Relação com Trump degringola
No início da crise sanitária, o diretor do Instituto Nacional de Alergia e Doenças Infecciosas descreveu reuniões cordiais com Trump. Porém, as anotações indicam rápida deterioração do clima: Fauci reclamou de “conversas desconexas” e da insistência do presidente em minimizar a gravidade da doença. Em um trecho, qualificou Trump como “um adolescente detestável” e manifestou preocupação com o apoio de senadores republicanos às alegações de fraude eleitoral em 2020, temendo uma “crise constitucional”.

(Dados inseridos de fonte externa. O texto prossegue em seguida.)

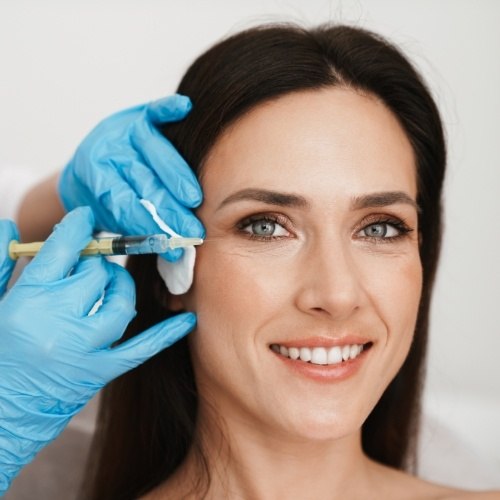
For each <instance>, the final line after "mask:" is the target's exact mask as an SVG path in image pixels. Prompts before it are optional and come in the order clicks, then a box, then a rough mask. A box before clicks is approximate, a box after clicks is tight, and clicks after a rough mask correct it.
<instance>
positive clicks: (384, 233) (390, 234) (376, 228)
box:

Laboratório de Wuhan em pauta sigilosa
Os cadernos também registram ligações de cientistas que alertavam para a hipótese de manipulação ou vazamento acidental do vírus no Instituto de Virologia de Wuhan. Apesar de ter rotulado publicamente a ideia como “teoria da conspiração”, o médico anotou que promoveu reuniões fechadas sobre o assunto. Em um dos apontamentos, admitiu que o mercado de animais em Wuhan “pode ter sido apenas um amplificador”, e não a origem da infecção.
Acusações de Rand Paul
Rand Paul sustenta que a pandemia começou com um vazamento laboratorial e alega que Fauci travou investigações para proteger a narrativa de transmissão natural de animais para humanos. O senador afirma que os diários provam que o ex-conselheiro médico “enganou o Congresso e o público” ao não dar espaço igual às duas hipóteses.
Blindagem jurídica
Embora enfrente pressão política, Fauci não corre risco imediato de processo federal: antes de deixar a Casa Branca, o ex-presidente Joe Biden concedeu-lhe um indulto, que o protege de ações relacionadas ao período pandêmico. Durante audiência no Senado nesta quarta-feira, o cientista recorreu à Quinta Emenda da Constituição dos EUA para evitar respostas que pudessem incriminá-lo.
As anotações tornadas públicas alimentam as investigações conduzidas por comissões do Senado sobre possíveis omissões de autoridades americanas na origem e no manejo da crise sanitária.